In this study of acetabular revisions with use of a high hip center in patients who had major periacetabular bone loss, mechanical failure occurred in 4 percent (two) of the forty-six hips in the entire series and in 6 percent (two) of the thirty-six hips in patients who were alive and still had the implant in place after a mean of 10.4 years of follow-up. The use of a high hip center did not adversely affect function of the abductor muscles, and the mean limb-length discrepancy was reduced by the femoral reconstruction.

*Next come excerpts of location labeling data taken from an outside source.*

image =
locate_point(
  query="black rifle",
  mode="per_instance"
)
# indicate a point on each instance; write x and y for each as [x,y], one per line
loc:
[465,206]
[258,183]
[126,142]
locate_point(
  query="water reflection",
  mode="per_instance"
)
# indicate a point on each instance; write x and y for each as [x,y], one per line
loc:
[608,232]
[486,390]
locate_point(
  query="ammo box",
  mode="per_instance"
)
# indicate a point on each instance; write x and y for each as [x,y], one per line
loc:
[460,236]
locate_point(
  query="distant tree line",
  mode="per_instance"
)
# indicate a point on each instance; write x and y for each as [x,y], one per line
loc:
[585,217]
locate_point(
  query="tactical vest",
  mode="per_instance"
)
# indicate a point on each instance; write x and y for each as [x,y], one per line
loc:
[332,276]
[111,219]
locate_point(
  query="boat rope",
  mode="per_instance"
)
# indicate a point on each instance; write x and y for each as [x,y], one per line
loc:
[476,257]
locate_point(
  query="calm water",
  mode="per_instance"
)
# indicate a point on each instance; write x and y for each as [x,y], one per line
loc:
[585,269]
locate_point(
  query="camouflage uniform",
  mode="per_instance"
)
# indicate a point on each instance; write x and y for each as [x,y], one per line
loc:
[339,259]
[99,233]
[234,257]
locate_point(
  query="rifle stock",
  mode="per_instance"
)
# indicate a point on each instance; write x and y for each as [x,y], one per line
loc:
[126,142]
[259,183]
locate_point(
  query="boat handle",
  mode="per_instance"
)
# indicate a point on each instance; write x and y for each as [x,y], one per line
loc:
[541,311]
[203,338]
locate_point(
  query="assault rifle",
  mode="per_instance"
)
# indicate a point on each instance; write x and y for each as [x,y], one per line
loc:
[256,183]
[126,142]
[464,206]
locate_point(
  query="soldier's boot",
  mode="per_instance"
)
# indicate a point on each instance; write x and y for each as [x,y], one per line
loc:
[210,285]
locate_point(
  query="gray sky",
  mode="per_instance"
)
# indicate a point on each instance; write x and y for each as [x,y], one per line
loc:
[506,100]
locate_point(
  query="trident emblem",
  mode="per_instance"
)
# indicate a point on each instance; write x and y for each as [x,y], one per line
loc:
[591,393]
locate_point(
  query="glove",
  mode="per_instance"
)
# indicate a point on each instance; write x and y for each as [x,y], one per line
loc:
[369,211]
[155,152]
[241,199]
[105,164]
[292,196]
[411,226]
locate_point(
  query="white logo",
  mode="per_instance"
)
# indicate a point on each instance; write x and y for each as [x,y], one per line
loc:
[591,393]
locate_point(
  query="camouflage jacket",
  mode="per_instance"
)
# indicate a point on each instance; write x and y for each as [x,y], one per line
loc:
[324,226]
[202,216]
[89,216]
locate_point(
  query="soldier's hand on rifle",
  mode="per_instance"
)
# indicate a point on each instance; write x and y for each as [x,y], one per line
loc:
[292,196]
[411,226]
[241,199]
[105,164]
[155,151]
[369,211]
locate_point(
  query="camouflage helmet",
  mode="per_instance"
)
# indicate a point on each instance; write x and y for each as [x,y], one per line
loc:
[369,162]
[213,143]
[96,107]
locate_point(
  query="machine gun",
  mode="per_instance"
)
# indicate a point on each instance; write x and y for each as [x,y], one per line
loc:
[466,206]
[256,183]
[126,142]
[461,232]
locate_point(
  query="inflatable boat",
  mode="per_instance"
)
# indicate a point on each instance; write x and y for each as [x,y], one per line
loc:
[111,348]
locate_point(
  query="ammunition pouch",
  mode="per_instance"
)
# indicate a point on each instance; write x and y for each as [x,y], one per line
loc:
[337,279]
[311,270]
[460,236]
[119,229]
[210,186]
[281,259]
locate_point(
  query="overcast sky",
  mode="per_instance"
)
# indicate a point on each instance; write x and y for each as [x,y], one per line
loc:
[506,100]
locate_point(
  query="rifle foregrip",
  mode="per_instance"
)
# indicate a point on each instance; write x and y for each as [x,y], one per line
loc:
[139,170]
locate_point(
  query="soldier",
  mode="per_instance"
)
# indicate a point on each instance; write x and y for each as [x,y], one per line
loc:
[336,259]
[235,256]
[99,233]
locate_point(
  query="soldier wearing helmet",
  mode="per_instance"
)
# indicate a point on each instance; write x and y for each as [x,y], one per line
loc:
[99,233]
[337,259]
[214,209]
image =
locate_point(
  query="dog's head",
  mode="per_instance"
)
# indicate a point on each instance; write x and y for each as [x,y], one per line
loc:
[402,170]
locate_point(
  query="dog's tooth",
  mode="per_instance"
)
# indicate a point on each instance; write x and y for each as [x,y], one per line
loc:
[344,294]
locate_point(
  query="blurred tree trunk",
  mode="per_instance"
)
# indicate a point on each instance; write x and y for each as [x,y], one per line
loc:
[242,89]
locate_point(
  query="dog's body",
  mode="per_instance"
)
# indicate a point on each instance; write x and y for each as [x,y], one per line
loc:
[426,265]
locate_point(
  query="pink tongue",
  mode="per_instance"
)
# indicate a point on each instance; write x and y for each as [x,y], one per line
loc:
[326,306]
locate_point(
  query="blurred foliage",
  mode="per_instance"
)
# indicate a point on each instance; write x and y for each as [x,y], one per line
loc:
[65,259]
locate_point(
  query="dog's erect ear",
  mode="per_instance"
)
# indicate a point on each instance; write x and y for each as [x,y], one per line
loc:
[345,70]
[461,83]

对于髋臼周围严重骨量丢失的患者进行髋臼假体翻修是一个复杂的问题,尤其是当骨量不足以将髋臼假体放置在正常解剖学髋关节中心附近时。在这种情况下,一种有价值的翻修选择是在髋臼缺损的上缘放置一个半球形的金属杯,用螺钉固定且不用骨水泥。由此形成的髋关节中心比典型的初次全髋关节置换术后的髋关节中心更靠近近端。
1984年7月至1988年2月期间,对44例患者的46髋进行了连续治疗,采用用螺钉固定且不用骨水泥的半球形髋臼假体翻修术。除1个金属杯外,所有金属杯均采用所谓的对线匹配放置。这些手术导致了所谓的高位髋关节中心,即翻修后髋关节的旋转中心位于泪滴线近端至少35毫米处。接受初次手术时患者的平均年龄为52岁(范围为25至81岁)。最初进行关节置换术最常见的诊断是先天性髋关节发育不良或脱位继发的骨关节炎(22髋)。34髋在初次翻修术前就有高位髋关节中心,并且大多数患者有明显的肢体长度差异,手术侧平均短缩1.6厘米。在33髋中,股骨假体也进行了置换,必要时使用长颈或距骨替代柄以维持或增加肢体长度。
6例患者(6髋)在至少8年的随访期前死亡;均未进行再次翻修或翻修后的髋臼假体松动。在其余患者中,4例(4髋)取出了植入物。其中1例进行了切除关节成形术,1例因后续股骨再次手术后感染进行了髋关节离断术。另1例因晚期感染进行了髋关节离断术。第4例植入物因在大约6年时移位至骨盆而被取出;这是该系列中唯一因无菌性松动而进行的再次手术。其余36髋(34例患者)平均随访10.4年(范围为8.5至12.7年)。1个髋臼假体向内侧移位并计划进行翻修。没有其他髋臼假体松动或进行过翻修。在最近一次随访时,Harris髋关节平均评分为81分(范围为56至100分)。尽管采用了高位髋关节中心,但Trendelenburg征阳性的发生率从术前的98%(46髋中的45髋)降至最近一次随访时的44%(36髋中的16髋)。短缩的肢体平均延长了7毫米(范围为短缩5毫米至延长40毫米)。
在这项对髋臼周围严重骨量丢失患者采用高位髋关节中心进行髋臼翻修的研究中,在整个系列的46髋中,4%(2髋)发生了机械性失败;在平均随访10.4年后仍存活且植入物在位的患者的36髋中,6%(2髋)发生了机械性失败。采用高位髋关节中心并未对外展肌功能产生不利影响,并且通过股骨重建,平均肢体长度差异减小。